Today, thankfully, we enjoy more egalitarian social norms, and as a result, our role choices are based more on individual preference than collective convention. Fixed and flexible roles are both equally traditional, but today they are no longer separated into public and private realms, respectively, and neither are they dictated by strict gender segregation. Some of us, regardless of whether we are learning or dancing, prefer to stay in a conventionally fixed role, and others choose an unconventional one, or practice both.
Fixers: If you prefer dancing in a historically conventional gender role and are uncomfortable seeing others dance differently, try taking a broader societal view. As we now understand through decades of civil rights work, people are whom they are and love whom they love, and desire comes in all shapes, sizes, colors, and genders. Further, recognize that while desire is a beautiful thing to express through tango, it is not the only thing. In your life, you have many kinds of relationships that support and sustain you, including family, friends, lovers, and colleagues. For many, tango inspiration arises in all of these relationships, not only romantically charged ones. Just as you can respect your neighbor’s right to practice Christianity while you practice Buddhism, you can respect one couple’s preference for flexible or unconventional roles while you and your own partner have a fabulous time dancing conventionally fixed roles.

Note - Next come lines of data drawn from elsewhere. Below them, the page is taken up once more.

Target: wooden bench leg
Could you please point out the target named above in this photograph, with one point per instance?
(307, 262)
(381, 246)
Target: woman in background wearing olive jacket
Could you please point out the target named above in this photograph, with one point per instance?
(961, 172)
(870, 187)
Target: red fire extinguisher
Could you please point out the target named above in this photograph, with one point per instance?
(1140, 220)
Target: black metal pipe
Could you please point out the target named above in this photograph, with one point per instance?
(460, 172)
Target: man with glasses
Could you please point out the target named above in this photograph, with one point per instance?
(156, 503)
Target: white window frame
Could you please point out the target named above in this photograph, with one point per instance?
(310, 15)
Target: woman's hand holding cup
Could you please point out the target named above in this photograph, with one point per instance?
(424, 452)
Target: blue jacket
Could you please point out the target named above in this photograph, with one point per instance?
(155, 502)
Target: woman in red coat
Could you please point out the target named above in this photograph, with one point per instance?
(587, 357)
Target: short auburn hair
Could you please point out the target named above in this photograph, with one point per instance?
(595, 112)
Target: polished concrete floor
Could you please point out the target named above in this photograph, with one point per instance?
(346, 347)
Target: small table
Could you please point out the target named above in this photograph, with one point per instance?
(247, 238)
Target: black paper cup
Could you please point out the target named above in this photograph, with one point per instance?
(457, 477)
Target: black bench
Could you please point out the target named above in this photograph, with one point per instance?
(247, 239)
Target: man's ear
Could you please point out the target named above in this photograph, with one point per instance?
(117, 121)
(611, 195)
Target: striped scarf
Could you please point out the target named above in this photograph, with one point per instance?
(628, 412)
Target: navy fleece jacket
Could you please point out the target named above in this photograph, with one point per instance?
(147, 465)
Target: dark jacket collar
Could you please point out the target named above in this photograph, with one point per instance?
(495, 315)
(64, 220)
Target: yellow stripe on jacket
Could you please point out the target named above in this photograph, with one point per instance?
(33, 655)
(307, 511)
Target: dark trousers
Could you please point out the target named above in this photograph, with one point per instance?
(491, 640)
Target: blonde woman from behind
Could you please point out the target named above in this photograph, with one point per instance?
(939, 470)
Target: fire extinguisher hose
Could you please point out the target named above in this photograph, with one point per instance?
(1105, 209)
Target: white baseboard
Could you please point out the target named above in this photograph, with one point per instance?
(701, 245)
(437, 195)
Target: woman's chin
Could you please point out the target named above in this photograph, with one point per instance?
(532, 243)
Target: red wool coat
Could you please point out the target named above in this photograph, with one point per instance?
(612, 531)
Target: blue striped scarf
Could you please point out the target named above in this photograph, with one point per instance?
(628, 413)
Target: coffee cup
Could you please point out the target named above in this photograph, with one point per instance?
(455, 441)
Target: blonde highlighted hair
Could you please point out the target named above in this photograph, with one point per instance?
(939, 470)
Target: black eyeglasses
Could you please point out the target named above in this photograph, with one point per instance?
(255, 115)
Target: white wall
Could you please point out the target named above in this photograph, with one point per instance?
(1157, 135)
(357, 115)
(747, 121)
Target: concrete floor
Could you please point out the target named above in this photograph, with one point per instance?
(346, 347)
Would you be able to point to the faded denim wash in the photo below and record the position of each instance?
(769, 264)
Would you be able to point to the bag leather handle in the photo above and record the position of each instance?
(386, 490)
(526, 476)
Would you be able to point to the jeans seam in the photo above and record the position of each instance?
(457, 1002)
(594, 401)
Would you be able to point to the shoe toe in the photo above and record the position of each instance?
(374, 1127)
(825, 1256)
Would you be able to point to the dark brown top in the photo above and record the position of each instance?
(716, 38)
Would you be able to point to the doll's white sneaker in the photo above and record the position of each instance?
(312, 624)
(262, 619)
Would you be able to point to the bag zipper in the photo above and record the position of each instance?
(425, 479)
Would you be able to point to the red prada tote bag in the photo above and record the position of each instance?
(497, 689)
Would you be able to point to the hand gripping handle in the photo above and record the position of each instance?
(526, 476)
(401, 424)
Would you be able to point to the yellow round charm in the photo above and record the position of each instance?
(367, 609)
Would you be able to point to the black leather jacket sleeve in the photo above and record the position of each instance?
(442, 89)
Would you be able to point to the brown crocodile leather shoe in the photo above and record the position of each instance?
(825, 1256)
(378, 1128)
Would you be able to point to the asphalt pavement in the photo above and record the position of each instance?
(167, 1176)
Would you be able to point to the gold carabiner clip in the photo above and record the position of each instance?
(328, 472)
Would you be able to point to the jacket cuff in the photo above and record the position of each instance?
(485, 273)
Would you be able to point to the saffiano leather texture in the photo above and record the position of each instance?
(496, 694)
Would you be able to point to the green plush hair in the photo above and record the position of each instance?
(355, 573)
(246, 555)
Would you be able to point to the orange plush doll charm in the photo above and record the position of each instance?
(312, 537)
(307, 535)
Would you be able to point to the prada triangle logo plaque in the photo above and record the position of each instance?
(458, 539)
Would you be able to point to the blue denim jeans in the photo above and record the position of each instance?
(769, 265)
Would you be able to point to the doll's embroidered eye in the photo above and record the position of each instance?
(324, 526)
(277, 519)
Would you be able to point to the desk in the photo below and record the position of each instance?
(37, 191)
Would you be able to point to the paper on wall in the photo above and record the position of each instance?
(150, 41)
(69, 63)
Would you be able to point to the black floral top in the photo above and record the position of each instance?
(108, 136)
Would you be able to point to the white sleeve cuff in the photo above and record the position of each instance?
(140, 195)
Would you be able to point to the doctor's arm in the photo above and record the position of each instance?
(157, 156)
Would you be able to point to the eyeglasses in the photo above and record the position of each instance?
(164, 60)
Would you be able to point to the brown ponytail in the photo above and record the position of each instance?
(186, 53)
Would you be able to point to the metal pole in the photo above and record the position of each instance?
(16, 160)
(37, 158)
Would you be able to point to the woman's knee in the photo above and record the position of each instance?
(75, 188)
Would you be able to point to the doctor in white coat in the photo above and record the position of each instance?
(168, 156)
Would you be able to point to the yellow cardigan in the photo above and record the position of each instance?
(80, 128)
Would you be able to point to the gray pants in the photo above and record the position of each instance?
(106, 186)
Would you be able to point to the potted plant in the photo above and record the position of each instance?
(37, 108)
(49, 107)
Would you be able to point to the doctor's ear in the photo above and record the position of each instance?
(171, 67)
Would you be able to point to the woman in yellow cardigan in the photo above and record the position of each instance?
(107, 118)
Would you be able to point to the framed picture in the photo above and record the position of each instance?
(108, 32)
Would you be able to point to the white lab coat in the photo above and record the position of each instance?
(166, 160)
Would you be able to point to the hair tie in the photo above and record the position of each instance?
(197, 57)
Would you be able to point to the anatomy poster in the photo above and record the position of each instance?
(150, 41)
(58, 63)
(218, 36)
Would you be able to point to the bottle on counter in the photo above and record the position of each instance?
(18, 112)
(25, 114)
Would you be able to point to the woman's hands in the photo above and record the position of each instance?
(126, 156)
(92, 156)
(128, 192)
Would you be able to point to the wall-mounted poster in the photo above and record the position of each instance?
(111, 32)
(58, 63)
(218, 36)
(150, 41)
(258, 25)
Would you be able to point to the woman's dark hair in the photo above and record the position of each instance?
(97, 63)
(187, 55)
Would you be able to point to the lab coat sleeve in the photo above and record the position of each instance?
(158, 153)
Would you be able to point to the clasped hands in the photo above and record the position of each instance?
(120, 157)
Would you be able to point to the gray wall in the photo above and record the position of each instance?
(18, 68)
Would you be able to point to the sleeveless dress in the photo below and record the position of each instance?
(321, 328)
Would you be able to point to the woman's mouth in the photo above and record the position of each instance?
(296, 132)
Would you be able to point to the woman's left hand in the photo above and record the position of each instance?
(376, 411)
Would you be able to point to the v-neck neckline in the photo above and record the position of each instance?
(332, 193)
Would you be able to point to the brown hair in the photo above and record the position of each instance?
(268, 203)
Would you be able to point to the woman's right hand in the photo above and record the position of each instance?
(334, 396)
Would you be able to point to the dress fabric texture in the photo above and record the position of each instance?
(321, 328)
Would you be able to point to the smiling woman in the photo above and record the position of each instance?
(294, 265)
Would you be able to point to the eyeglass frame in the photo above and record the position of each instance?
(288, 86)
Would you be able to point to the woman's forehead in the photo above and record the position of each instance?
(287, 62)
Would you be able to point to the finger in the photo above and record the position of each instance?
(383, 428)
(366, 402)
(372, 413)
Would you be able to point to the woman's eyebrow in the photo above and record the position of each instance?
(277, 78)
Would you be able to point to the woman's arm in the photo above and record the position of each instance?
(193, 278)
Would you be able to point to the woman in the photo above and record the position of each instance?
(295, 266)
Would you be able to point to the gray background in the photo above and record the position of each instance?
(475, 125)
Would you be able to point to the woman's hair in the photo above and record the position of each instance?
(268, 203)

Flexers: If you experience stress due to others’ discomfort with your role choices, know that history (and tradition) is on your side. Social art forms simultaneously reflect and reconstruct themselves as cultural values shift over time. Both reflection and reconstruction are traditional, as is the tension between them. The tango is there for all of us as a creative resource. Know, too, that an enormous segment of the contemporary tango community was built by other flexers. Male and female teachers, organizers, and performers proficient in both roles are responsible for training a substantial percentage of the current tango dancing population. They host dozens of milongas and offer hundreds of tango classes around the world. They are there for you. Find them, and be courageous about expressing your choice.
So, what do we really mean when we name the tango (or anything else, really) traditional? Are we using that term to defend a personal worldview, or to prove we are right about some technical detail? Or, more productively, are we referencing a historical legacy that truly serves us today, choosing deliberately to carry forward practices from the past that foster empathy, equality, community, and artistry? There is not only one tango, but many tangos. Which ones do we want to maintain? Which ones do we want to re-imagine?
I know that these are difficult questions, but I believe they the ones worth asking. We can ask them about the tango tradition, but we can also ask them about, say, the American tradition, or the conservative or liberal tradition. What seems clear to me is that our un-examined usage of the term traditional leads to conflict. I propose that getting clearer on what tradition means to each of us may well encourage greater understanding, tolerance, and acceptance instead. It may even result in expansion of the tango population, to more frequent and more fulfilling dancing. I think those are things that all of us can get behind!